The best part of the entire trip was the bus ride at the end back to the place we had parked. We were wet, drunk, and in high spirits. As I sat there, waiting for us to leave, reflecting on the day of great excitement, I could've sworn that everyone around me was talking excitedly about raccoons. I too am fascinated by the raccoon, but I usually keep it to myself. After a few minutes of confused questioning put to those around me, I deduced that someone in our midst had brought a raccoon onto the bus. I'm as much a fan of rascalism as the next guy, but I draw the line at kidnapping woodland creatures and forcing them into confined spaces with lots of loud drunkards. That'd be hilarious if it were a subplot in Meatballs 4, but it becomes slightly more frightening when it's playing out in real life, a few feet from your genital region.

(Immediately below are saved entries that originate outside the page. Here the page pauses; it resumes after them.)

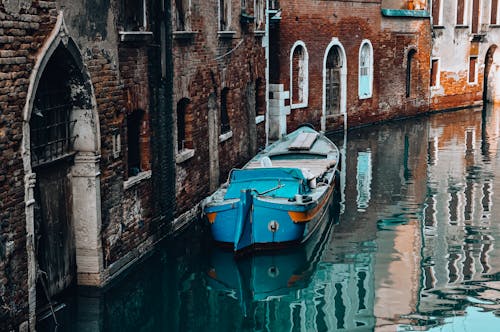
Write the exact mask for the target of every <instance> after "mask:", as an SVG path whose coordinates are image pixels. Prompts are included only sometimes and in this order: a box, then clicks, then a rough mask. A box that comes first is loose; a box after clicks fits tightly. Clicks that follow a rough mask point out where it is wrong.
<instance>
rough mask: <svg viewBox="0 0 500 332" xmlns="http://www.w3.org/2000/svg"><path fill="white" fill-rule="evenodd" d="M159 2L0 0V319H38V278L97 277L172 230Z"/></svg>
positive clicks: (167, 102) (163, 58) (70, 284)
mask: <svg viewBox="0 0 500 332" xmlns="http://www.w3.org/2000/svg"><path fill="white" fill-rule="evenodd" d="M165 3H168V6H170V3H169V2H165ZM166 8H168V7H167V6H165V4H163V5H162V4H161V3H160V2H154V3H153V2H149V1H145V0H143V1H132V0H119V1H111V2H109V1H104V2H98V3H97V4H94V5H91V4H89V3H87V2H74V1H69V0H58V1H29V0H12V1H2V2H1V3H0V163H1V164H2V167H0V188H1V189H2V190H1V193H0V223H1V232H0V330H10V329H16V328H19V329H22V330H26V329H28V328H29V329H30V330H34V326H35V319H36V313H37V311H39V310H41V309H43V307H44V306H45V305H47V303H48V302H49V301H48V299H47V297H46V296H45V289H46V291H47V293H48V296H49V297H51V298H54V297H57V295H58V294H60V293H61V292H63V291H64V290H65V289H66V288H67V287H68V286H70V285H71V284H74V283H76V282H77V283H78V284H81V285H90V286H101V285H103V284H105V283H106V282H108V281H109V280H110V279H112V278H113V277H114V276H116V275H117V274H118V273H119V272H120V271H121V270H122V269H123V268H124V267H125V266H127V264H130V263H131V262H132V261H133V260H134V259H137V258H138V257H140V256H141V255H142V254H143V253H144V252H145V251H147V250H148V249H149V248H151V247H152V245H153V244H154V243H155V242H156V241H157V240H158V239H159V238H161V237H162V236H164V235H165V234H167V232H168V231H169V228H170V226H171V225H170V223H169V222H167V221H166V220H171V219H172V214H173V208H172V207H173V201H174V199H173V198H172V199H170V200H166V199H163V200H160V199H158V198H159V197H173V191H174V186H173V176H174V159H173V150H172V145H171V144H167V143H170V136H171V133H172V128H171V127H172V116H171V114H172V111H171V108H170V105H171V87H172V82H171V76H172V75H171V56H170V55H169V52H168V51H167V50H168V49H170V48H171V44H169V39H168V38H166V39H165V38H163V39H162V38H161V36H165V35H170V34H169V30H168V29H169V28H170V25H169V24H166V22H170V18H169V13H170V11H169V10H166ZM153 14H154V15H155V16H153ZM156 45H159V46H161V47H157V46H156ZM169 87H170V89H169ZM169 90H170V91H169ZM160 109H161V111H159V110H160ZM153 138H154V139H153ZM153 182H154V183H155V187H154V188H153V186H152V184H153Z"/></svg>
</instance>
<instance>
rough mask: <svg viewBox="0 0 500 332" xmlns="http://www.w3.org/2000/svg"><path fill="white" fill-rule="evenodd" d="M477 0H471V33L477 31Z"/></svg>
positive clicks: (478, 21)
mask: <svg viewBox="0 0 500 332" xmlns="http://www.w3.org/2000/svg"><path fill="white" fill-rule="evenodd" d="M479 13H480V10H479V0H472V33H478V32H479Z"/></svg>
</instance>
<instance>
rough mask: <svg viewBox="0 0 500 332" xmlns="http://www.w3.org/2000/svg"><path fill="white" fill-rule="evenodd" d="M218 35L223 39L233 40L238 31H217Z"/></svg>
mask: <svg viewBox="0 0 500 332" xmlns="http://www.w3.org/2000/svg"><path fill="white" fill-rule="evenodd" d="M217 35H219V38H221V39H233V38H234V36H235V35H236V31H217Z"/></svg>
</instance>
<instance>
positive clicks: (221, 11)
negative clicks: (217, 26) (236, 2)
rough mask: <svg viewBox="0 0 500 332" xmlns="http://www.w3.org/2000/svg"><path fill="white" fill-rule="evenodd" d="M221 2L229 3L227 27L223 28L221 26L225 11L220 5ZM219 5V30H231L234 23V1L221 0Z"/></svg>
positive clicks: (218, 16) (227, 3)
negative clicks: (232, 10) (233, 12)
mask: <svg viewBox="0 0 500 332" xmlns="http://www.w3.org/2000/svg"><path fill="white" fill-rule="evenodd" d="M221 2H223V3H224V4H227V5H228V10H227V17H226V22H227V26H226V28H225V29H222V27H221V26H220V19H221V17H222V12H223V10H222V8H221V6H220V4H221ZM218 7H219V16H218V21H217V26H218V28H219V31H231V23H232V17H231V13H232V3H231V0H219V5H218Z"/></svg>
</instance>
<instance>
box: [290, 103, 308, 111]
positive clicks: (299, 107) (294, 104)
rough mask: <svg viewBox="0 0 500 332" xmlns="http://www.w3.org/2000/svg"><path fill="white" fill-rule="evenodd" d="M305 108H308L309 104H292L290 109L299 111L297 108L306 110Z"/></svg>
mask: <svg viewBox="0 0 500 332" xmlns="http://www.w3.org/2000/svg"><path fill="white" fill-rule="evenodd" d="M305 107H307V103H300V104H292V105H291V106H290V108H291V109H292V110H295V109H297V108H305Z"/></svg>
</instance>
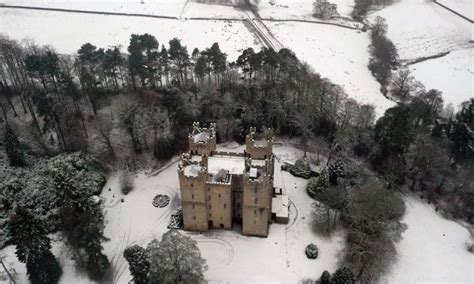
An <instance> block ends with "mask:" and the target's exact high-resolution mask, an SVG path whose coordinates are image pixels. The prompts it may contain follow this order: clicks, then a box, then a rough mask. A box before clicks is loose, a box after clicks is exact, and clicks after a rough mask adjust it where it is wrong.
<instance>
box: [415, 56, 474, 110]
mask: <svg viewBox="0 0 474 284" xmlns="http://www.w3.org/2000/svg"><path fill="white" fill-rule="evenodd" d="M473 58H474V49H472V48H469V49H463V50H457V51H453V52H451V53H450V54H448V55H446V56H444V57H441V58H437V59H432V60H427V61H423V62H420V63H417V64H413V65H410V70H411V71H412V72H413V75H414V76H415V78H416V79H417V80H419V81H420V82H421V83H423V85H425V86H426V88H428V89H438V90H440V91H442V92H443V98H444V101H445V103H444V104H445V105H447V104H449V103H451V104H453V106H454V107H455V108H456V107H458V106H459V105H460V104H461V103H462V102H464V101H467V100H469V98H472V97H474V61H473Z"/></svg>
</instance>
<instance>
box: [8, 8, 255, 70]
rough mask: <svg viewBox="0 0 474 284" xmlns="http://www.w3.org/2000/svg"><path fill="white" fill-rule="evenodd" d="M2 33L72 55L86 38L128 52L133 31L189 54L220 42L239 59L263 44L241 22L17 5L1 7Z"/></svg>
mask: <svg viewBox="0 0 474 284" xmlns="http://www.w3.org/2000/svg"><path fill="white" fill-rule="evenodd" d="M45 31H47V32H45ZM0 33H5V34H7V35H8V36H10V37H12V38H14V39H18V40H22V39H24V38H26V37H28V38H32V39H33V40H35V42H36V43H38V44H41V45H52V46H53V47H54V48H56V49H57V50H58V51H59V52H61V53H74V52H76V51H77V50H78V49H79V48H80V46H81V45H82V44H84V43H86V42H90V43H92V44H94V45H96V46H99V47H107V46H112V45H118V44H120V45H122V50H123V51H126V47H127V46H128V43H129V40H130V35H131V34H132V33H150V34H152V35H154V36H155V37H156V38H157V40H158V42H159V43H160V44H163V43H165V44H167V43H168V41H169V40H170V39H172V38H173V37H178V38H180V39H181V40H182V42H183V44H185V45H187V46H188V51H189V52H192V50H193V48H195V47H197V48H199V49H200V50H201V49H204V48H206V47H210V46H211V45H212V44H213V43H214V42H218V43H219V46H220V48H221V50H223V52H225V53H227V54H228V55H229V57H228V59H229V60H230V61H233V60H236V59H237V57H238V55H239V54H240V53H241V51H242V50H243V49H245V48H247V47H253V48H255V49H257V50H258V49H259V47H260V46H259V45H258V43H257V42H256V41H255V39H254V37H253V35H252V34H251V33H250V32H248V30H247V28H246V27H245V26H244V24H243V23H242V22H227V21H178V20H173V19H153V18H140V17H127V16H104V15H90V14H76V13H61V12H48V11H30V10H15V9H0ZM71 35H74V36H71Z"/></svg>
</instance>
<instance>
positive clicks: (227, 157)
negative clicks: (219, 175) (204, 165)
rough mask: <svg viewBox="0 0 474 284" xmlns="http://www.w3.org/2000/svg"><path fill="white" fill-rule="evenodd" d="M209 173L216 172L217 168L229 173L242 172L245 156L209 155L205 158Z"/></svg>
mask: <svg viewBox="0 0 474 284" xmlns="http://www.w3.org/2000/svg"><path fill="white" fill-rule="evenodd" d="M207 168H208V172H209V173H210V174H217V173H218V172H219V170H221V169H224V170H227V171H229V174H242V173H243V172H244V170H245V158H244V157H235V156H211V157H209V158H208V160H207Z"/></svg>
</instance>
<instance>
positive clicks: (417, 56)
mask: <svg viewBox="0 0 474 284" xmlns="http://www.w3.org/2000/svg"><path fill="white" fill-rule="evenodd" d="M376 16H381V17H383V18H385V19H386V20H387V24H388V33H387V36H388V37H389V38H390V39H391V40H392V41H393V43H394V44H395V45H396V47H397V49H398V53H399V55H400V59H402V60H407V59H415V58H420V57H427V56H432V55H435V54H439V53H441V52H446V51H453V50H459V49H464V48H469V47H472V46H473V44H472V43H469V41H470V40H472V39H473V33H472V28H473V25H472V24H470V23H469V22H468V21H466V20H464V19H462V18H460V17H458V16H456V15H454V14H453V13H451V12H449V11H447V10H446V9H444V8H442V7H440V6H438V5H436V4H434V3H431V2H428V1H424V0H401V1H400V2H399V3H396V4H394V5H391V6H389V7H386V8H384V9H382V10H380V11H378V12H376V13H374V14H372V15H370V19H373V18H374V17H376Z"/></svg>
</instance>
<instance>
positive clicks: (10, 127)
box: [4, 124, 25, 167]
mask: <svg viewBox="0 0 474 284" xmlns="http://www.w3.org/2000/svg"><path fill="white" fill-rule="evenodd" d="M4 139H5V140H4V142H5V151H6V152H7V156H8V160H9V161H10V166H12V167H22V166H24V165H25V158H24V155H23V151H22V150H21V146H20V141H18V137H17V136H16V135H15V132H13V129H12V128H11V127H10V126H9V125H8V124H6V128H5V138H4Z"/></svg>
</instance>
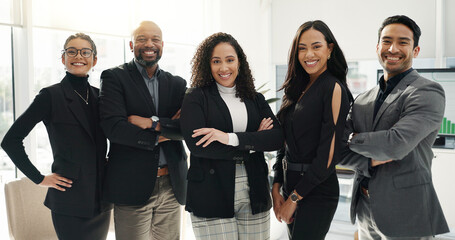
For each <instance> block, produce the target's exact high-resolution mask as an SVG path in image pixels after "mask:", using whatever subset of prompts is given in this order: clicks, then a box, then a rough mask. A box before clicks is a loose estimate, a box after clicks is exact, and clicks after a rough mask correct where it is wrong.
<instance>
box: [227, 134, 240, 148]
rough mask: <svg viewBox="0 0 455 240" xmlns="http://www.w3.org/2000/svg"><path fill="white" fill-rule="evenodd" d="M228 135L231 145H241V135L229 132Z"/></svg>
mask: <svg viewBox="0 0 455 240" xmlns="http://www.w3.org/2000/svg"><path fill="white" fill-rule="evenodd" d="M228 137H229V141H228V145H229V146H233V147H237V146H239V137H238V136H237V134H235V133H228Z"/></svg>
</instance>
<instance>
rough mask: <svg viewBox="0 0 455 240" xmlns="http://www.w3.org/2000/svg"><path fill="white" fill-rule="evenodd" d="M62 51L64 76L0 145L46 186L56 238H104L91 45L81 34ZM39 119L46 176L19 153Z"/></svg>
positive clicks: (102, 173)
mask: <svg viewBox="0 0 455 240" xmlns="http://www.w3.org/2000/svg"><path fill="white" fill-rule="evenodd" d="M63 48H64V50H63V51H62V63H63V65H64V66H65V68H66V71H67V72H66V76H65V77H64V78H63V80H62V81H61V82H60V83H57V84H54V85H52V86H49V87H46V88H43V89H42V90H41V91H40V92H39V94H38V95H37V96H36V97H35V100H34V101H33V102H32V104H31V105H30V106H29V107H28V109H27V110H26V111H25V112H24V113H23V114H22V115H21V116H20V117H19V118H18V119H17V120H16V121H15V122H14V124H13V125H12V126H11V128H10V129H9V131H8V133H7V134H6V135H5V137H4V139H3V141H2V147H3V149H4V150H5V152H6V153H8V155H9V157H10V158H11V160H12V161H13V162H14V164H15V165H16V166H17V167H18V168H19V169H20V170H21V171H22V172H23V173H24V174H25V175H26V176H27V177H28V178H30V179H31V180H32V181H33V182H34V183H36V184H39V185H40V186H42V187H47V188H49V189H48V192H47V195H46V199H45V201H44V204H45V205H46V206H47V207H48V208H49V209H50V210H51V212H52V220H53V223H54V228H55V231H56V233H57V236H58V238H59V239H63V240H67V239H78V240H80V239H94V240H98V239H106V236H107V232H108V230H109V220H110V209H111V208H110V205H109V204H105V203H103V202H102V201H101V199H100V194H101V180H102V178H103V172H104V165H105V163H106V138H105V136H104V135H103V133H102V130H101V128H100V126H99V124H98V123H99V120H98V92H99V91H98V89H97V88H94V87H92V86H90V84H89V83H88V75H87V74H88V72H89V71H90V70H91V69H92V67H93V66H95V64H96V61H97V57H96V53H97V52H96V46H95V43H94V42H93V41H92V39H91V38H90V37H89V36H88V35H85V34H83V33H77V34H75V35H71V36H69V37H68V39H67V40H66V42H65V44H64V47H63ZM41 121H43V123H44V124H45V126H46V129H47V132H48V135H49V140H50V143H51V147H52V152H53V156H54V162H53V164H52V173H51V174H49V175H46V176H44V175H42V174H41V173H40V172H39V171H38V169H37V168H36V167H35V166H34V165H33V164H32V163H31V161H30V159H29V158H28V156H27V154H26V153H25V150H24V146H23V140H24V138H25V137H26V136H27V135H28V134H29V133H30V131H31V130H32V129H33V128H34V126H35V125H36V124H37V123H39V122H41Z"/></svg>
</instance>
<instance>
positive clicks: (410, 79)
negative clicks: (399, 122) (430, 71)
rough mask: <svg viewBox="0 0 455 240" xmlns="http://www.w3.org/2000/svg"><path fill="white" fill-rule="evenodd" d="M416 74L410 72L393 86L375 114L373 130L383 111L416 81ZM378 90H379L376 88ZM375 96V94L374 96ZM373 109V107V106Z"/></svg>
mask: <svg viewBox="0 0 455 240" xmlns="http://www.w3.org/2000/svg"><path fill="white" fill-rule="evenodd" d="M417 77H418V74H417V71H415V70H414V71H412V72H410V73H408V75H406V76H405V77H404V78H403V79H401V81H400V82H399V83H398V84H397V86H395V88H394V89H393V90H392V92H391V93H390V94H389V96H387V98H386V99H385V101H384V103H383V104H382V105H381V107H380V108H379V110H378V113H377V114H376V118H375V119H374V123H373V129H375V128H376V126H377V124H378V122H379V119H381V117H382V115H383V114H384V112H385V110H386V109H387V108H388V107H389V106H390V104H392V103H393V102H394V101H395V100H397V99H398V97H400V96H401V94H402V93H403V92H404V90H405V89H406V88H407V87H408V86H409V85H410V84H411V83H412V82H413V81H414V80H415V79H417ZM378 89H379V88H378ZM376 96H377V94H376ZM373 109H374V106H373Z"/></svg>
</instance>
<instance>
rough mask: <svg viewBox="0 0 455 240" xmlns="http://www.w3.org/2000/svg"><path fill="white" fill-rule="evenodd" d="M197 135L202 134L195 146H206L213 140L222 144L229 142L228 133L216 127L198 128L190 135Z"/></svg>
mask: <svg viewBox="0 0 455 240" xmlns="http://www.w3.org/2000/svg"><path fill="white" fill-rule="evenodd" d="M199 136H204V137H202V138H201V139H200V140H199V141H198V142H197V143H196V146H199V145H201V144H202V143H204V142H205V143H204V145H202V147H207V146H208V145H209V144H210V143H212V142H213V141H218V142H220V143H222V144H225V145H227V144H228V143H229V135H228V134H227V133H225V132H222V131H220V130H218V129H215V128H199V129H196V130H194V131H193V135H191V137H193V138H195V137H199Z"/></svg>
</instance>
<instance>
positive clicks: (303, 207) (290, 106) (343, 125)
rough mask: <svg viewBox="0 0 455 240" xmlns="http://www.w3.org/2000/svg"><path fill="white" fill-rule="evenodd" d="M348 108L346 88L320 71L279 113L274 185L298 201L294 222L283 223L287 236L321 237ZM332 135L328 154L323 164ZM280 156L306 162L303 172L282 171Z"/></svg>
mask: <svg viewBox="0 0 455 240" xmlns="http://www.w3.org/2000/svg"><path fill="white" fill-rule="evenodd" d="M335 83H338V84H339V85H340V87H341V90H342V97H341V107H340V112H339V115H338V119H337V123H336V124H335V123H334V122H333V115H332V95H333V89H334V87H335ZM349 107H350V104H349V98H348V93H347V91H346V89H345V88H344V86H343V85H342V84H341V82H340V81H338V80H337V79H336V78H335V77H334V76H333V75H332V74H331V73H330V72H329V71H325V72H324V73H322V74H321V75H320V76H319V77H318V79H316V81H315V82H314V83H313V85H312V86H310V88H309V89H308V90H307V91H306V92H305V94H304V95H303V96H302V97H301V98H300V100H299V101H298V102H297V103H296V104H293V105H291V106H290V107H288V108H287V109H286V110H285V112H283V114H284V115H283V116H284V117H283V122H282V125H283V128H284V132H285V138H286V147H285V149H283V150H280V151H279V152H278V156H277V162H276V163H275V165H274V171H275V179H274V183H284V184H283V185H282V186H283V193H284V195H285V198H287V197H288V196H289V195H290V194H291V193H292V191H294V189H295V190H296V191H297V193H298V194H299V195H300V196H302V197H303V199H302V200H301V201H299V203H298V207H297V210H296V212H295V216H294V222H293V223H291V224H289V225H288V227H289V236H290V238H291V239H312V240H313V239H324V237H325V235H326V234H327V232H328V230H329V227H330V223H331V221H332V219H333V215H334V214H335V210H336V207H337V205H338V197H339V186H338V179H337V176H336V171H335V165H336V163H337V162H338V161H339V159H340V157H341V156H340V149H341V144H342V142H341V137H342V136H343V131H344V127H345V121H346V116H347V114H348V111H349ZM334 134H335V146H334V154H333V158H332V162H331V164H330V165H329V166H328V160H329V152H330V147H331V143H332V138H333V135H334ZM283 158H285V159H287V161H288V162H291V163H303V164H308V168H307V169H306V170H305V171H304V172H299V171H290V170H287V171H286V174H284V172H283V167H282V161H283ZM284 176H286V177H284Z"/></svg>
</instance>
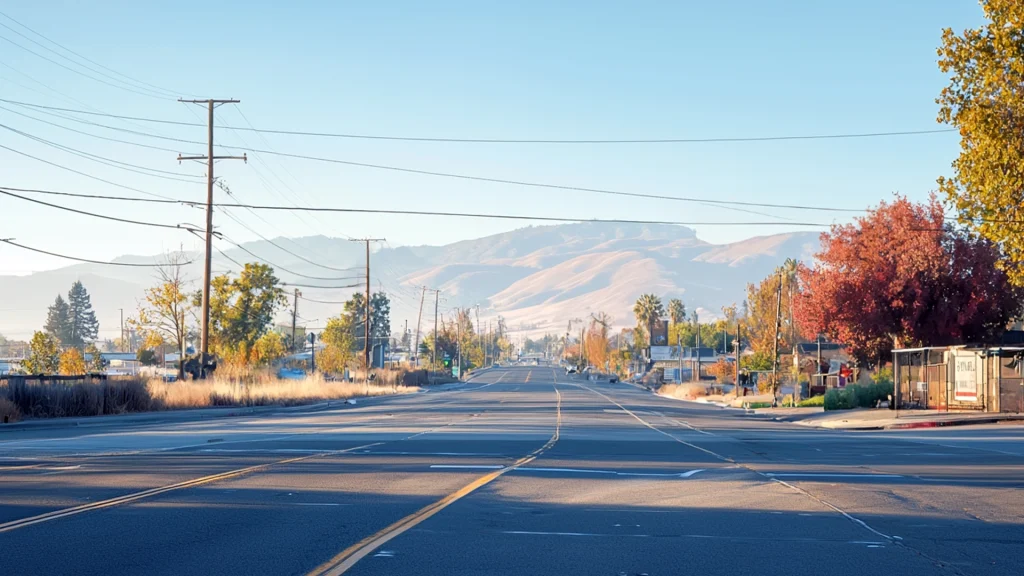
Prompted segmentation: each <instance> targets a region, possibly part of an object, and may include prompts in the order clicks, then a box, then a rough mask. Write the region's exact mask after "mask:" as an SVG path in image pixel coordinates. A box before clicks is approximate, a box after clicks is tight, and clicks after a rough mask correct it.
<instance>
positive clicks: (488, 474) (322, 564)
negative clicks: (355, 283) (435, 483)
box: [309, 372, 562, 576]
mask: <svg viewBox="0 0 1024 576" xmlns="http://www.w3.org/2000/svg"><path fill="white" fill-rule="evenodd" d="M506 373H507V372H506ZM499 379H500V378H499ZM552 386H554V388H555V413H556V416H555V433H554V434H553V435H551V439H550V440H548V442H547V444H545V445H544V446H542V447H540V448H538V449H537V450H535V451H532V452H530V453H529V454H527V455H525V456H523V457H522V458H519V459H518V460H516V461H515V462H513V463H512V464H509V465H508V466H505V467H502V468H501V469H497V470H495V471H493V472H490V474H488V475H485V476H482V477H480V478H478V479H476V480H474V481H473V482H471V483H469V484H467V485H466V486H463V487H462V488H460V489H459V490H457V491H455V492H453V493H452V494H449V495H447V496H445V497H443V498H441V499H440V500H437V501H436V502H434V503H432V504H429V505H427V506H424V507H423V508H420V509H419V510H417V511H415V512H413V513H411V515H409V516H407V517H406V518H403V519H401V520H399V521H397V522H395V523H394V524H391V525H390V526H388V527H386V528H384V529H383V530H380V531H378V532H376V533H375V534H372V535H370V536H367V537H366V538H364V539H361V540H359V541H358V542H356V543H354V544H352V545H351V546H349V547H347V548H345V549H344V550H342V551H341V552H340V553H338V554H337V556H336V557H334V558H332V559H331V560H329V561H327V562H325V563H324V564H322V565H321V566H317V567H316V568H314V569H313V570H312V571H311V572H309V576H314V575H315V576H337V575H339V574H344V573H345V572H347V571H348V570H349V569H350V568H352V567H353V566H355V564H356V563H358V562H359V561H360V560H362V559H364V558H366V557H367V556H369V554H370V553H371V552H373V551H374V550H376V549H378V548H380V547H381V546H383V545H384V544H386V543H388V542H389V541H391V540H392V539H394V538H396V537H398V536H399V535H401V534H402V533H404V532H406V531H408V530H409V529H411V528H414V527H415V526H417V525H419V524H420V523H422V522H424V521H425V520H427V519H429V518H430V517H432V516H434V515H436V513H437V512H439V511H441V510H442V509H444V508H446V507H447V506H450V505H452V504H454V503H455V502H457V501H459V500H460V499H462V498H464V497H466V496H468V495H470V494H472V493H473V492H475V491H476V490H478V489H480V488H482V487H484V486H486V485H487V484H490V483H492V482H494V481H495V480H497V479H498V478H500V477H501V476H503V475H505V474H507V472H510V471H512V470H514V469H516V468H518V467H519V466H522V465H525V464H528V463H529V462H532V461H534V460H536V459H537V458H538V457H540V456H541V455H542V454H544V453H545V452H547V451H548V450H550V449H551V448H552V447H553V446H554V445H555V443H556V442H558V438H559V436H560V435H561V429H562V395H561V393H560V392H558V386H557V385H555V384H554V383H552Z"/></svg>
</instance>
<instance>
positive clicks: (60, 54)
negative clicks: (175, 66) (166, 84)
mask: <svg viewBox="0 0 1024 576" xmlns="http://www.w3.org/2000/svg"><path fill="white" fill-rule="evenodd" d="M3 15H4V16H5V17H7V18H9V19H11V20H13V18H11V17H10V16H8V15H7V14H3ZM14 22H16V20H14ZM17 24H18V25H20V23H17ZM20 26H24V25H20ZM0 27H3V28H5V29H7V30H9V31H11V32H13V33H14V34H16V35H18V36H20V37H22V38H25V39H26V40H28V41H29V42H32V43H33V44H35V45H37V46H39V47H40V48H42V49H44V50H46V51H48V52H50V53H51V54H55V55H57V56H59V57H61V58H63V59H66V60H68V61H70V63H72V64H73V65H75V66H80V67H82V68H84V69H86V70H88V71H89V72H91V73H93V74H98V75H100V76H102V77H104V78H109V79H111V80H113V81H115V82H120V83H122V84H128V83H127V82H125V81H124V80H121V79H119V78H116V77H114V76H111V75H110V74H106V73H104V72H101V71H98V70H95V69H94V68H91V67H88V66H86V65H84V64H82V63H79V61H75V60H74V59H72V58H70V57H68V56H66V55H63V54H61V53H60V52H58V51H56V50H54V49H53V48H50V47H49V46H47V45H45V44H43V43H41V42H39V41H37V40H35V39H33V38H30V37H29V36H26V35H25V34H22V33H20V32H18V31H16V30H14V29H13V28H11V27H9V26H7V25H5V24H3V23H0ZM7 41H8V42H11V41H10V40H7ZM23 49H24V47H23ZM37 55H38V54H37ZM40 57H42V56H40ZM50 61H53V60H50ZM53 64H57V63H53ZM57 66H59V65H57ZM79 74H81V73H79ZM93 80H95V79H93ZM97 81H98V80H97ZM128 85H129V86H131V87H132V88H138V86H132V85H131V84H128ZM141 89H142V90H147V91H148V92H151V95H156V96H159V97H169V96H168V94H161V93H159V92H156V91H155V90H150V89H148V88H144V87H142V88H141Z"/></svg>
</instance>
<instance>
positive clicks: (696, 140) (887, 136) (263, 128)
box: [3, 100, 956, 145]
mask: <svg viewBox="0 0 1024 576" xmlns="http://www.w3.org/2000/svg"><path fill="white" fill-rule="evenodd" d="M3 101H10V100H3ZM12 104H14V102H12ZM16 104H22V105H24V106H35V107H38V108H49V109H51V110H59V111H62V112H72V113H76V114H87V115H92V116H103V117H108V118H117V119H121V120H133V121H137V122H152V123H156V124H171V125H177V126H197V127H205V126H206V125H205V124H202V123H198V122H180V121H176V120H165V119H159V118H145V117H139V116H124V115H118V114H108V113H100V112H88V111H81V110H75V109H61V108H57V107H43V106H42V105H32V104H28V102H16ZM217 127H218V128H225V129H230V130H245V131H250V132H259V133H264V134H285V135H295V136H314V137H330V138H354V139H373V140H400V141H424V142H464V143H543V145H639V143H714V142H764V141H783V140H822V139H845V138H876V137H892V136H912V135H926V134H940V133H947V132H954V131H956V130H955V129H954V128H933V129H927V130H889V131H877V132H840V133H830V134H783V135H768V136H724V137H723V136H716V137H706V138H594V139H588V138H566V139H546V138H465V137H434V136H404V135H382V134H359V133H344V132H316V131H304V130H278V129H268V128H255V127H253V126H249V127H245V126H226V125H218V126H217Z"/></svg>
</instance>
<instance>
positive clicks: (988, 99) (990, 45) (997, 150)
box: [936, 0, 1024, 285]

Anyway, shortly after we pulled away from the river, one of the guys sitting with the raccoon stood up and yelled, "Who here has a buzz?" Much hooting and hollering followed. After it had died down, I raised up and bellowed, "Who here's got a raccoon?" If some members of the bus didn't know what I was talking about, they certainly didn't show it, because the response was deafening. It's always nice to know that when I get fired for gross incompetence, I can make a living as the MC on the bus that goes between the river and the parking lot.